Fran

Personal information
- Full name: Francisco José Rodríguez Gaitán
- Date of birth: 22 May 1995 (age 30)
- Place of birth: Almuñécar, Spain
- Height: 1.75 m (5 ft 9 in)
- Position: Right back

Team information
- Current team: Talavera de la Reina
- Number: 22

Youth career
- 2002–2007: Almuñécar 77
- 2007–2008: Motril
- 2008–2014: Real Madrid

Senior career*
- Years: Team / Apps / (Gls)
- 2014–2015: Real Madrid C / 24 / (4)
- 2014–2016: Real Madrid B / 29 / (3)
- 2016–2017: Zaragoza / 20 / (0)
- 2017–2019: Almería / 21 / (0)
- 2019–2020: Rayo Majadahonda / 3 / (0)
- 2020–2022: Calahorra / 20 / (1)
- 2022: UD Logroñés / 13 / (1)
- 2023: Unionistas / 15 / (0)
- 2023–2024: Ceuta / 25 / (1)
- 2025–: Talavera de la Reina / 23 / (0)

International career
- 2011: Spain U17 / 2 / (0)

= Fran (footballer, born 1995) =

Spanish footballer

Francisco José Rodríguez Gaitán (born 22 May 1995), commonly known as Fran, is a Spanish footballer who plays as a right back for Primera Federación club Talavera de la Reina.

==Club career==
Born in Almuñécar, Granada, Andalusia, Fran joined Real Madrid's youth setup in 2008, aged 13, after spells at AD Almuñécar 77 and Motril CF. He was promoted to the former's C-team in 2014, but made his senior debut with the reserves in a 1–2 away loss against Atlético Madrid B on 24 August.

Fran scored his first senior goal on 12 October 2014, netting the game's only in an away success of the C-side over Internacional de Madrid CF. He was definitely promoted to the B-team ahead of the 2015–16 campaign, and established himself as a regular starter for the side.

On 11 July 2016 Fran signed a three-year contract with Segunda División side Real Zaragoza, as a free agent. He made his professional debut on 27 August, coming on as a second-half substitute for goalscorer Manuel Lanzarote in a 3–3 away draw against CD Lugo.

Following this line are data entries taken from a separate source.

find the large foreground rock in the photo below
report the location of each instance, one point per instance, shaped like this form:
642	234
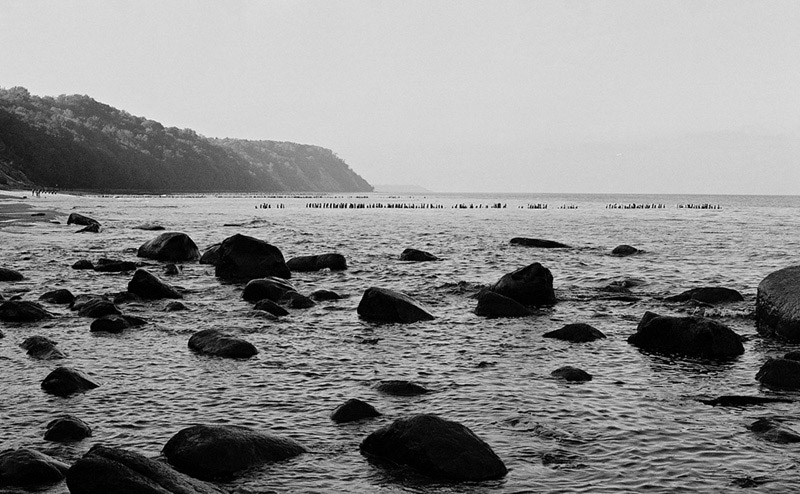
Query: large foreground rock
170	247
687	336
106	470
215	342
531	285
218	451
778	305
384	305
435	447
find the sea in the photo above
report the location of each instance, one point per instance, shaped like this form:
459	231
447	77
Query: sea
637	426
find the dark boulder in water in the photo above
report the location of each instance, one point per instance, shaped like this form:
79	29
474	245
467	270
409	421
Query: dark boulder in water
384	305
64	381
148	286
67	429
170	247
23	311
220	451
778	305
352	410
29	468
530	286
334	262
215	342
492	304
538	243
686	336
435	447
243	258
105	470
417	256
576	333
708	295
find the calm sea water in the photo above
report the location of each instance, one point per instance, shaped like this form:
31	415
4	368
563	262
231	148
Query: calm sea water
636	426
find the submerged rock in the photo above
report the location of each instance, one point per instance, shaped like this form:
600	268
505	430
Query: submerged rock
220	451
435	447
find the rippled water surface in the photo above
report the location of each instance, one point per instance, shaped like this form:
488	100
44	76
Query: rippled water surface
636	426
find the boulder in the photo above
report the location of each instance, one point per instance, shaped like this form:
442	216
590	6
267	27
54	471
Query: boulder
10	275
708	295
66	429
686	336
64	381
352	410
778	305
28	468
60	296
538	243
780	373
491	304
417	256
243	258
576	333
170	247
215	342
384	305
435	447
266	288
42	348
220	451
530	286
148	286
572	374
23	311
105	470
334	262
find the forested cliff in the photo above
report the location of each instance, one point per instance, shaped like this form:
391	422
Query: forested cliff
74	142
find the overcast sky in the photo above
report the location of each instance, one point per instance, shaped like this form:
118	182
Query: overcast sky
631	96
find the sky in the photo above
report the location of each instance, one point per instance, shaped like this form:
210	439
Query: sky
585	96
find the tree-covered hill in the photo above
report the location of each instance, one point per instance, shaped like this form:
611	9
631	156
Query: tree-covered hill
74	142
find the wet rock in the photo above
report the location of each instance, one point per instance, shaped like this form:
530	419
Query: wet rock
269	288
60	296
435	447
352	410
220	451
687	336
572	374
105	470
492	304
243	258
530	286
778	305
576	333
23	311
334	262
65	381
10	275
148	286
401	388
67	429
170	247
268	305
215	342
538	243
708	295
417	256
42	348
384	305
29	468
780	373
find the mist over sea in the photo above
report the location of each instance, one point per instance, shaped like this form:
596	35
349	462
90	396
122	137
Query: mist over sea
636	426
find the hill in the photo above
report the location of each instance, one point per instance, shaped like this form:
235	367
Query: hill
74	142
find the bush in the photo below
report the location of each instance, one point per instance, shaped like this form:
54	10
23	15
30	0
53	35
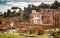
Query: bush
56	34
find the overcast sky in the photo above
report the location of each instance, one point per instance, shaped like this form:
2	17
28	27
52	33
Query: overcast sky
22	3
34	0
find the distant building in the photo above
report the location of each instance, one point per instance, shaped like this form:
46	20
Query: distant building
42	17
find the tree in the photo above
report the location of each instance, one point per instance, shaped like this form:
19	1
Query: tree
0	21
5	14
42	5
8	12
14	8
55	5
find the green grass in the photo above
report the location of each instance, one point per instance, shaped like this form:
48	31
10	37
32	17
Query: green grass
42	36
11	35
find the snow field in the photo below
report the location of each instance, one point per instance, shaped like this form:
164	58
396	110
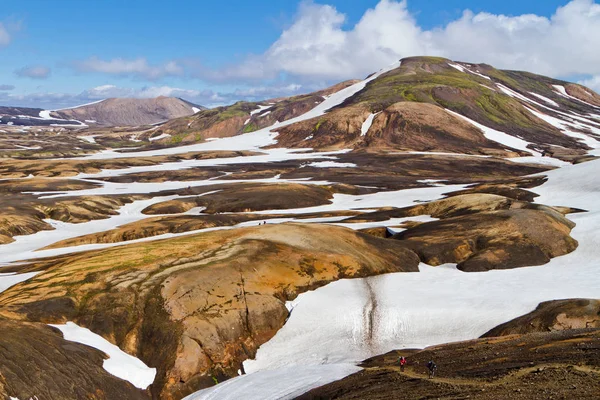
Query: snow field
119	363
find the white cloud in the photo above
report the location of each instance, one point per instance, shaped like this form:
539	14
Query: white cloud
105	91
316	45
135	67
204	97
33	72
5	37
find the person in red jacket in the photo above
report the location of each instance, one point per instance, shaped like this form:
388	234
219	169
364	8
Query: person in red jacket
402	362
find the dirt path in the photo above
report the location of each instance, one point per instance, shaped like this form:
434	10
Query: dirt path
411	373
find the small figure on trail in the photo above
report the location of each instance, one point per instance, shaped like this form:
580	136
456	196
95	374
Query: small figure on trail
431	367
402	362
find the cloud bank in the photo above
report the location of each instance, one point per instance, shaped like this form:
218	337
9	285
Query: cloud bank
33	72
318	49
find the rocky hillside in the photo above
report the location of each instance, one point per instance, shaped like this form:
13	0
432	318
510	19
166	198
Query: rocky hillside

On 12 July 2017, Fran moved to fellow second division team UD Almería on a two-year deal. In the following March, he suffered a knee injury which took him out of the entire 2018–19 campaign.

Fran subsequently resumed his career in the third division, representing CF Rayo Majadahonda and CD Calahorra.

==Personal life==
Fran's older brother Andy is also a footballer. A midfielder, he was part of Real Madrid's youth setup.